Ella’s agonized scream was cut short by the wet crack of bone and the tearing of flesh. Ketahn had heard such sounds countless times, but this time, they pierced to his core. They were burned into his spirit, into his heartsthread, and they would haunt him forever. There was shouting, Ahnset crying out in shock and rage, but all Ketahn could hear was cracking bone, tearing flesh, and that short, horrifying scream.

A choked moan was Ella’s final sound. It was little more than a whisper amidst a raging storm.

Blood gushed between Zurvashi’s fingers, and bits of shattered flesh and bone oozed out with it. Her amber eyes bored into Ketahn as she tore what remained of Ella’s head away from her body.

“Shaper, unmake me,” someone rasped.

Ketahn stared at Ella’s unmoving body, stared at the blood running over her jumpsuit, stared at her dirty bare feet as that blood ran down to drip off her toes and pool on the floor. For an instant, his imagination presented Ivy in Ella’s place—and he knew the Eight were nothing like what he’d been taught. What benevolent gods would allow such an atrocity to take place here, in the very cavern where they were worshipped?
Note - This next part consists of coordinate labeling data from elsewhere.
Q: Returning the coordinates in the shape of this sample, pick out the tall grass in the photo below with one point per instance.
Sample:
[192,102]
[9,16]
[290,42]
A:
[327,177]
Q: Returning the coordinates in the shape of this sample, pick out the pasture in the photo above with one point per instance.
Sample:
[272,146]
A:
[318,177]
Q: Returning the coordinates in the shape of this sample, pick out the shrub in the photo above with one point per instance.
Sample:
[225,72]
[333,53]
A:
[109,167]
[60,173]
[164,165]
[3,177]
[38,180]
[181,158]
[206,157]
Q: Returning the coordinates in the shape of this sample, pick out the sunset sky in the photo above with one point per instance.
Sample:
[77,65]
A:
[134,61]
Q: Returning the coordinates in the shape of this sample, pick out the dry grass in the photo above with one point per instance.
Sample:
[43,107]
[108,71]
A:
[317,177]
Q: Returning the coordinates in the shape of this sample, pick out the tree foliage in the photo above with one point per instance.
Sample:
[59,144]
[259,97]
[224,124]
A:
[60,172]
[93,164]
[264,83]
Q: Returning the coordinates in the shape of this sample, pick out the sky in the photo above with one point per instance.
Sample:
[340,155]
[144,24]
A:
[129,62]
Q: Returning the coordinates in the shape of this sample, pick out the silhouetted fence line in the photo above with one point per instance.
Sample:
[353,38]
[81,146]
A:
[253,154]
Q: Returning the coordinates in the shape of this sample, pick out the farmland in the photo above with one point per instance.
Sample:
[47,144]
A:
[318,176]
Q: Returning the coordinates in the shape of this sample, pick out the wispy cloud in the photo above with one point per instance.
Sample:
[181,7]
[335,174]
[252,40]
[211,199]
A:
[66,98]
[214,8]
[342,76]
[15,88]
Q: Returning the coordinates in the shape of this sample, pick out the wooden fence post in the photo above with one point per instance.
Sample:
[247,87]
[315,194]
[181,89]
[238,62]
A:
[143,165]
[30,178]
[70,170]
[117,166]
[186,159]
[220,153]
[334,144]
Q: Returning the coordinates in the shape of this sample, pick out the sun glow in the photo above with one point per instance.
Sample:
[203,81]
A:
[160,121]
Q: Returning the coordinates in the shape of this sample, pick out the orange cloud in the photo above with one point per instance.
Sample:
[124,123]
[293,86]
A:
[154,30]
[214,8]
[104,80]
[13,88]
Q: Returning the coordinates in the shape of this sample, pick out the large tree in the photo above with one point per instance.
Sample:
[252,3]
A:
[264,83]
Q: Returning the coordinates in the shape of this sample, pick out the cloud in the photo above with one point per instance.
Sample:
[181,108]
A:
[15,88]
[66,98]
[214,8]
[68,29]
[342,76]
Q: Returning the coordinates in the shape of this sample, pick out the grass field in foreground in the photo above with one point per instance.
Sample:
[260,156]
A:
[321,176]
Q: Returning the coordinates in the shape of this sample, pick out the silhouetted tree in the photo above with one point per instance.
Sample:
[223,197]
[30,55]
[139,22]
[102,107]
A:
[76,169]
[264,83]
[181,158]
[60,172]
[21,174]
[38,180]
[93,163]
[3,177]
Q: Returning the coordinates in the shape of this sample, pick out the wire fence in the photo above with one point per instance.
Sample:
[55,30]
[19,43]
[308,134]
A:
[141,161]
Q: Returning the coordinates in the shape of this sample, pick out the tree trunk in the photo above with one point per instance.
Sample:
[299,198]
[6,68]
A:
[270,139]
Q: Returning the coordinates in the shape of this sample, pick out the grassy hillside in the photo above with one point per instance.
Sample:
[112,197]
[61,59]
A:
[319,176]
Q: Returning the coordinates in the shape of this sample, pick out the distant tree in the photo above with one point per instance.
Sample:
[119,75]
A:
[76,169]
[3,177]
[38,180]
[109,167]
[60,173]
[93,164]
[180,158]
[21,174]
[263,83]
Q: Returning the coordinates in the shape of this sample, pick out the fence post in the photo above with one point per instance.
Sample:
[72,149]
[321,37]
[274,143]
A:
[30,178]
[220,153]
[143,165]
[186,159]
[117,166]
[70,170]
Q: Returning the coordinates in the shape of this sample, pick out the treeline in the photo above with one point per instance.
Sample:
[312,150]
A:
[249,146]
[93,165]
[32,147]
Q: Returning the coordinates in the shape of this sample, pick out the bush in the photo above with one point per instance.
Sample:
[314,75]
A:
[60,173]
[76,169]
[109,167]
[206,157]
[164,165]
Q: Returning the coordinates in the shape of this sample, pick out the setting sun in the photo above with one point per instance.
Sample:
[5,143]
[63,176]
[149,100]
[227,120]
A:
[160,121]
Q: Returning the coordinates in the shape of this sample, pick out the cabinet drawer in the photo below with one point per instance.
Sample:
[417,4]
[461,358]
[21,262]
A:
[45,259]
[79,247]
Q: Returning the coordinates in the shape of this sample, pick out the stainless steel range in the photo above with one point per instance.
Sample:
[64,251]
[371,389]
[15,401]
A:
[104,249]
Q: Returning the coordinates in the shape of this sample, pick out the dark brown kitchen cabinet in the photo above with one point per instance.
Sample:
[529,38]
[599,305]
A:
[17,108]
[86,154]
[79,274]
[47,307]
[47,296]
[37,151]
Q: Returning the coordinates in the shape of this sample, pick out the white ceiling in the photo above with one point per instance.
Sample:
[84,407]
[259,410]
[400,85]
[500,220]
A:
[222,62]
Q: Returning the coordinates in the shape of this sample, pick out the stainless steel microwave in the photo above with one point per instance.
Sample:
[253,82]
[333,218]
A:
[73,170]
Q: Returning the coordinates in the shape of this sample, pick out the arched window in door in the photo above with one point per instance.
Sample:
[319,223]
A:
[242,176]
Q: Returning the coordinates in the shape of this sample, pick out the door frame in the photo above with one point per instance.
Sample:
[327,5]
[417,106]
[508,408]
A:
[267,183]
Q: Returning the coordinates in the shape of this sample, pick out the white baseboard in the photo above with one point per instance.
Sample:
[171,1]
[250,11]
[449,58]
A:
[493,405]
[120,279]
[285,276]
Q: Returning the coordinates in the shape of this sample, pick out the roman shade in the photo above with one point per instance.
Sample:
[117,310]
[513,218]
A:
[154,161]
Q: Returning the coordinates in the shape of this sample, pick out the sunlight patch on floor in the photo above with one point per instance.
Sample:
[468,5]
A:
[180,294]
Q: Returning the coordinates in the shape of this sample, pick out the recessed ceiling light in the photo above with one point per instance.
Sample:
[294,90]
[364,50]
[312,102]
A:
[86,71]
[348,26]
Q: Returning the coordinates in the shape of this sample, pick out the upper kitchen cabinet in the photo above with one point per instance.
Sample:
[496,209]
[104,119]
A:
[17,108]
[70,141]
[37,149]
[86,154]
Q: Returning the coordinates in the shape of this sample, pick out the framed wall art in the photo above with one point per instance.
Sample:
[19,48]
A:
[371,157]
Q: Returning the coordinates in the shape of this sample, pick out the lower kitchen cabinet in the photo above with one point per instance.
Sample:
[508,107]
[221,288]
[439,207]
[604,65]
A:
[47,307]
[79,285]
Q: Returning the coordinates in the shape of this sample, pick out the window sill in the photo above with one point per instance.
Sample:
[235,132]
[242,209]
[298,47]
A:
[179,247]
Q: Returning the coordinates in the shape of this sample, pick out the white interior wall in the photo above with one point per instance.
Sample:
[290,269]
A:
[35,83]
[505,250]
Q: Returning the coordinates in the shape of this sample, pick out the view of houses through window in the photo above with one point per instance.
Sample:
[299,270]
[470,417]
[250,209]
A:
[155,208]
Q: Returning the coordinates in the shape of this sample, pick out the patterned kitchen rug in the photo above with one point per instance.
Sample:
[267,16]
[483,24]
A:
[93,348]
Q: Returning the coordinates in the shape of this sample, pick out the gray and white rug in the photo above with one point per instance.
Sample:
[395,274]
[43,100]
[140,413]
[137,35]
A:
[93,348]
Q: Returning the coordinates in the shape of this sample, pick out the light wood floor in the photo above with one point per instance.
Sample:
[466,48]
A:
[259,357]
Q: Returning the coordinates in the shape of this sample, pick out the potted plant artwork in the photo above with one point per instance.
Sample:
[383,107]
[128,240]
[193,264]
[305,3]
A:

Zurvashi jerked Ketahn’s face back to her and leaned close—close enough that he could’ve caught her with his mandibles, close enough that he should have done so, but he couldn’t feel his body, couldn’t move, couldn’t think.

“I will have every one of those creatures brought to me,” she purred, trailing the tip of a claw along his jawline, “and you will watch as I tear them apart, one by one. You will watch as I paint Takarahl’s stone with their blood. And you will give me everything I demand and more, because you belong to me, Ketahn. You will spend the rest of your days redeeming yourself for what you have done. You will spend the rest of your days in your place, beneath me.”

She shoved his head down hard and released her grasp. Ketahn sucked in air through his burning throat, mandibles flaring wide.

“I will give you everything you deserve,” he growled. “Blood for blood.”

The queen tossed Ella’s remains aside like a soiled piece of silk, shaking excess blood from her hands. “Take him to the deepest, darkest hole in Takarahl and ensure he remains there until I see fit to use him.”

The Fangs hauled him backward, carrying him away from the queen. Ketahn struggled and hissed, but he could not break their grips. His hearts beat like rolling thunder, and his rage was hot enough to melt stone, but it was all for nothing.

“As for you, Ahnset…” the queen said, turning her back toward Ketahn.

Prime Fang Korahla shifted so she was more fully in front of Ahnset. “Zurvashi, she—”

The queen silenced the Prime Fang with a click of her fangs. “She is going to lead my Claws to the rest of these creatures.”

Ketahn roared in useless fury; it echoed in the cavern, building and building, shaking the crystals as it became something as powerful as it was meaningless. He roared until his throat was ragged, and even then, he did not stop until there was no sound left to emerge from him.

And the Queen’s Fangs dragged him down into the dark.